The English and Drama Student Society, in collaboration with the Department of English and Drama, is set to launch the fourth volume of their undergraduate journal, With Caffeine and Careful Thought, in March 2018. With the theme of survival at the core of this project, the journal aims to expose the UTM community to experiences of physical, spiritual, and mental endurance through its collection of academic essays, poetry, and short fiction.

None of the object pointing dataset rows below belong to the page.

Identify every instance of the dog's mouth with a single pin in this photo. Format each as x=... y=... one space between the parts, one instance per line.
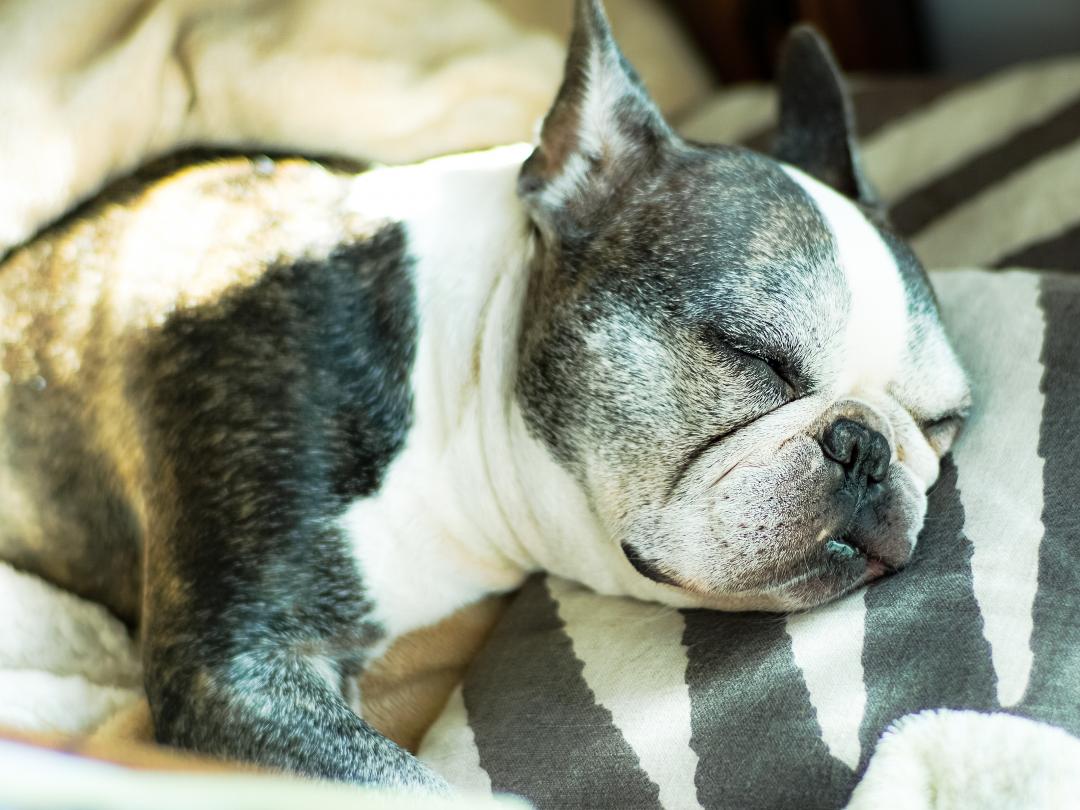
x=845 y=548
x=646 y=567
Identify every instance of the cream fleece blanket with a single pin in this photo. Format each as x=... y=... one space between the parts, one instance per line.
x=90 y=89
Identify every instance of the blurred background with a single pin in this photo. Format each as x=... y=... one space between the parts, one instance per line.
x=963 y=38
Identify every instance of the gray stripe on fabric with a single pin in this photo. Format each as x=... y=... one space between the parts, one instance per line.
x=755 y=731
x=1061 y=252
x=538 y=728
x=925 y=646
x=984 y=169
x=1053 y=693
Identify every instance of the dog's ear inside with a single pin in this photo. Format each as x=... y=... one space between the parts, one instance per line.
x=817 y=130
x=601 y=130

Shalini Nanayakkara, a fourth-year English and professional writing and communication major at UTM, and current editor-in-chief of the journal, explains in a interview with The Medium, that the Canada 150 events inspired the creation of the theme. The July 2017 celebration of Canada’s 150th birthday sparked controversy throughout the country. Some Canadians linked the occasion to colonialist ideologies, while others criticized the country’s failure to acknowledge Indigenous communities, who have lived on Canadian soil for over 150 years. Survival, Nanayakkara notes, can serve dual purposes: the theme can offer a method of celebration or an outlet to critique current worldly issues.

“Survival is broad enough where it’s not inhibiting for people in terms of creativity or in terms of what literature they’re focusing on in their essay. Everyone who has come to Canada has dealt with [survival], or anyone who lives here, if they’ve emigrated recently or if they’ve been here for hundreds of generations, it’s kind of something that everyone can relate with,” Nanayakkara says. “Canadian literature is very much engrained with survival, whether it’s English-British, Indigenous, or Japanese-Canadian writing.”

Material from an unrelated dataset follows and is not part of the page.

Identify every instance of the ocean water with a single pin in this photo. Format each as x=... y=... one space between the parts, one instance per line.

In past years, the journal, created by professor Chester Scoville and professor Lawrence Switzky, focused primarily on publishing academic literary essays. However, the EDSS have recently introduced the opportunity for students to submit pieces of creative writing. This year, the journal will accept submissions for work, centred around multiple themes of survival. They range from physical survival, such as domestic violence, to an individual’s metaphorical survival in university, to the analysis of survival in politics, gender studies, or diaspora. Priority is given to contributions from students in the English and drama departments, but students in other faculties are allowed to submit pieces or to apply for editing positions.

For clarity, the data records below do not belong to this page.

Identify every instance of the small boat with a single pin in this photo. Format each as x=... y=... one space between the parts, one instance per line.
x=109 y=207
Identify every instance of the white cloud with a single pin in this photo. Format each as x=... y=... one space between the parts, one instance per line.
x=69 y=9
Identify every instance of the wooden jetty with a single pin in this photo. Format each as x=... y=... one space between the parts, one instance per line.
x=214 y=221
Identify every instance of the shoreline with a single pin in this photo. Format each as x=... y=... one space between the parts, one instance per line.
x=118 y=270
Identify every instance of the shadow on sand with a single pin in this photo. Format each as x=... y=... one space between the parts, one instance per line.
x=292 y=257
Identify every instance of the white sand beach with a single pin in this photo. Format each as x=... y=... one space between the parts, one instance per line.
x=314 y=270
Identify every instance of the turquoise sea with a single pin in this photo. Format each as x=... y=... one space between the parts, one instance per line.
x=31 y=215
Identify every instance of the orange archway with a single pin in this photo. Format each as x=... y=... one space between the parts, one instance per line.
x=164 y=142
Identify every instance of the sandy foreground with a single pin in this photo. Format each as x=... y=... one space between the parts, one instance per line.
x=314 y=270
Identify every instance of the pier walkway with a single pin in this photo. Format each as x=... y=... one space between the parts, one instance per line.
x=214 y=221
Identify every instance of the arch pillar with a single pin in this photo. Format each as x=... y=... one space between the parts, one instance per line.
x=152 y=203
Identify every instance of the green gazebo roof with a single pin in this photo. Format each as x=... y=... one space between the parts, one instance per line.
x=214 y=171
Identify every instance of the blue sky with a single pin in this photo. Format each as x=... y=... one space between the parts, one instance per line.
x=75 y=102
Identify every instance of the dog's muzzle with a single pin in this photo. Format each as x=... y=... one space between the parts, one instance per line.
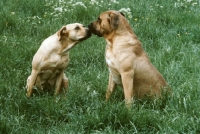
x=88 y=35
x=93 y=30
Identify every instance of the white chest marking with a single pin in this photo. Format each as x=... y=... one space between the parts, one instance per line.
x=109 y=62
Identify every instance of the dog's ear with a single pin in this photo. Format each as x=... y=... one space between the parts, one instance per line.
x=62 y=33
x=122 y=14
x=114 y=20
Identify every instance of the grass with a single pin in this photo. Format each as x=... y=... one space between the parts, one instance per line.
x=169 y=33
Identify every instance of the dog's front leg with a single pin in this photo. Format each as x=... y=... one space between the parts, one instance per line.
x=111 y=86
x=65 y=82
x=127 y=81
x=31 y=82
x=59 y=82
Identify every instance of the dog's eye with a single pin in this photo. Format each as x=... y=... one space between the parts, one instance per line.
x=77 y=28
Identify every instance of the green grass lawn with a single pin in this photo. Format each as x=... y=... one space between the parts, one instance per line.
x=170 y=33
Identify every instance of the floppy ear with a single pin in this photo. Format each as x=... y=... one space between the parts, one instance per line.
x=62 y=32
x=114 y=20
x=122 y=14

For the selection process, the team consists of EDSS members and specific faculty, including professor Liza Blake, professor Jacob Ross-Gallagher, and department chair Alexandra Gillespie.

During the selection process, the team, consisting of EDSS members and specific faculty, including professor Liza Blake, professor Jacob Ross-Gallagher, and department chair Alexandra Gillespie, will look for well-edited, high quality, and evocative pieces, and determine how each submission adheres to the theme and what role that piece can play within the collection. From there, editors will attend editing workshops and begin to work one-on-one with authors to collaboratively refine each text.

For Nanayakkara, the voice and emotionality of literary writing is what differentiates it from scientific or business writing. Ultimately, she explains that the goal of literary writing is to tell a story or ask the audience to think about their life. Nanayakkara compares an instruction manual to a poem; one serves the purpose of educational value, while the value of the other is dependent upon a reader’s interpretation of the piece.

Nanayakkara mentions how friends and family of students pursing an English degree frequently ask the same questions: why are you studying English? What are you going to do in the “real world” with that degree? But Nanayakkara believes that the humanities in general help people to understand and think critically about current events.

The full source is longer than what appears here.